Pune, 3 hours drive south-east of Bombay, the other centre at which the Royal Western India Turf Club conducts its racing is quite different. It is a monsoon track and is where the main Club House (with accommodation and ballroom) is. The track is tighter and has a shorter run-in, with the variable underfoot conditions making for some unexpected results. Many horses from Calcutta traditionally come over to Pune for their "summer spelling" and get ready for the big Cup Races on their home turf in the winter.

As of 30 June 2010 the club had 7566 members. As of 15 July 2010 the club had 600 owners, 46 licensed trainers, and 80 Jockeys. The club typically houses around 1400 horses in training at Mumbai's Mahalaxmi Racecourse.
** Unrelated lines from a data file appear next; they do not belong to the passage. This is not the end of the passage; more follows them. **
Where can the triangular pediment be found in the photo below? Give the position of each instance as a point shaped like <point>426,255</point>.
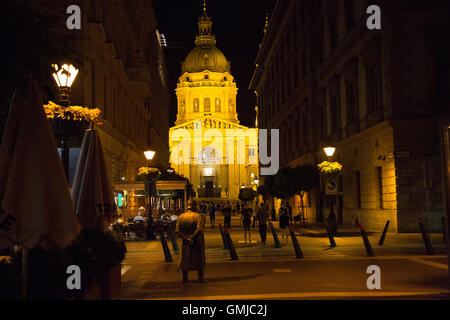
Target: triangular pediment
<point>210,122</point>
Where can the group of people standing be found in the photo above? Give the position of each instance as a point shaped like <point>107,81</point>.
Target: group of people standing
<point>211,208</point>
<point>260,216</point>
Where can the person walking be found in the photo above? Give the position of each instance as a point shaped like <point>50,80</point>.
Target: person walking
<point>332,225</point>
<point>254,211</point>
<point>283,217</point>
<point>246,219</point>
<point>190,227</point>
<point>227,215</point>
<point>212,214</point>
<point>262,216</point>
<point>289,208</point>
<point>150,230</point>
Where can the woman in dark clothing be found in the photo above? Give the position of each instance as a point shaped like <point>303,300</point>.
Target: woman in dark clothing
<point>150,228</point>
<point>246,222</point>
<point>283,215</point>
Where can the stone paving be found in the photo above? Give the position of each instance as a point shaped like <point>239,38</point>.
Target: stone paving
<point>323,272</point>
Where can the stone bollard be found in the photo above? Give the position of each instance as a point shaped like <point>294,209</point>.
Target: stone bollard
<point>366,241</point>
<point>275,236</point>
<point>298,250</point>
<point>233,254</point>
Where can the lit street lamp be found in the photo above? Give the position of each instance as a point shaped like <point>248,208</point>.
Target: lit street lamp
<point>149,154</point>
<point>64,77</point>
<point>329,151</point>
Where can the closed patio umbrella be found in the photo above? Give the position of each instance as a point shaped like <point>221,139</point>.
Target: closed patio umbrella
<point>34,194</point>
<point>91,191</point>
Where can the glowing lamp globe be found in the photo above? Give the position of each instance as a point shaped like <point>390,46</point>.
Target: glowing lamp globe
<point>329,151</point>
<point>149,154</point>
<point>65,75</point>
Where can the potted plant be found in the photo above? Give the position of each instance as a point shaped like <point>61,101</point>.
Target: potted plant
<point>330,170</point>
In June 2019, the club called for reduction of betting taxes and involvement of celebrities in its activities to attract more youngsters to the sport of horse racing. According to the existing tax regime, for every 100 rupees that is wagered, 28 rupees goes to the government as Goods and Services Tax (India).

== Membership ==

The club's membership stands at about 7,850 with the "club" class (the only category allowed to vote) members at 1,675.

Broadly speaking, the categories of membership are: Life, Club, Stand and Invitee. Interviews are taken by club authorities before membership is approved. Being prominent personality or a politician does not give you direct pass to membership. Existing members can object and reject club membership during the interview stage.

== Facilities ==

- Pune: Accommodation of 25 rooms & 4 cottages, Ballroom with 300 capacity, Bar, Victoria Room and Lawn.
- Bombay: Mini Clubhouse (i.e. restaurant), Card Room, Bar Lounge, Health Club and 2 walking tracks. There are plans to build accommodation, tennis courts and swimming pool.